Nancy Poe Ebert Journal Segment 2 Front (Anna L and John F Nash Collection

Lots of local histories about Georgetown live on: the grisly death of a steamboat captain far from home in April 1850 (The Body), a Paul Revere like ride to warn the area of the danger of attack from Morgan’s Raiders in July 1863 (The Ride), a baseball game with Honus Wagner and his All Stars in August 1924 (The Game), Georgetown’s frontier fort (The Lost Frontier Fort),  etc.  I am a retailer, not an inventor, of these tales.  Vexingly, these stories have been virtually ignored by generations of historians.

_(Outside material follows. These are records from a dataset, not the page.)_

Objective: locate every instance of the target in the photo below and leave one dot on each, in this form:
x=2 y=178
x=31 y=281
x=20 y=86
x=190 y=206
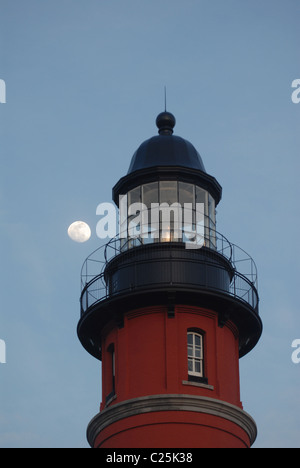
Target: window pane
x=134 y=196
x=197 y=366
x=197 y=340
x=168 y=192
x=150 y=194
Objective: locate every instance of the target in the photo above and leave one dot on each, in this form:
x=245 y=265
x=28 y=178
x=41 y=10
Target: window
x=170 y=211
x=111 y=372
x=195 y=354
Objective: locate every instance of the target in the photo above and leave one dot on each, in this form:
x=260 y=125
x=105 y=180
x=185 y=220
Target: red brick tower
x=167 y=310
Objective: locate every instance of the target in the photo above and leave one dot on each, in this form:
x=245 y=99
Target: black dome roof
x=166 y=149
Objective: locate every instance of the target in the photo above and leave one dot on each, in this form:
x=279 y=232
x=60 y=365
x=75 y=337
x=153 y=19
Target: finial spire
x=165 y=122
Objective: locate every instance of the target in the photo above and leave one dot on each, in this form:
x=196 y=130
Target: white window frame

It could write itself, this kind of story.  A few stitched together anecdotes, more about this and that, a bit of wandering about.  It would be nostalgic.  And I am not interested in nostalgic.  I want to know the relationships between the Georgetown steamboat captains and their places in history.  I want to understand the lost wealth and glamour from more than a century ago.  I want to walk where they walked.  I want to know who are in the pictures I have inherited  These simple objects, a small cache of photographs and letters, have become a part of my life.  Each object has a story to tell – intertwined with memories.  As times passes, my inheritance does not become clearer, it becomes thinner.  I must sort it out now or it will soon disappear and be forgotten.

My hope is that this account will serve some historical purpose.  I aim to tell something of these Georgetownmen and their boats, and to relate something of their stories of river life.  At first it was hard to see their appeal.  Slowly, I became aware that the streets of Georgetown , which I had walked every day as a child, had a hidden history.  The Georgetown steamboat history holds ten mysteries for every one that has been solved.    Their stories, about early river transportation, their efforts during the Civil War, and their Missouri River trips to Montana, spoke about a series of hardships and obstacles to overcome.  A  history that, as I read taking notes, at first surprised and then astonished me.  Now it makes me both angry and sad.   It is a story unwritten.  The boats themselves disappeared more than a hundred years ago.  The masters and pilots, engineers and clerks, mates and roustabouts have likewise gone.  Today, the lives of those who manned the steamers are legendary, almost mythical.   This  is a story of the steamboating Georgetown people.  It is a story of aspiration, fortitude, and brio.  This story was not a story of my choosing, but what could make a better story!

Some people are born with or develop a great interest in the Ohio River.  Others inherit it.  Most of what follows is true.  The rest is rumor, folktale, and myth.  The errors are mine.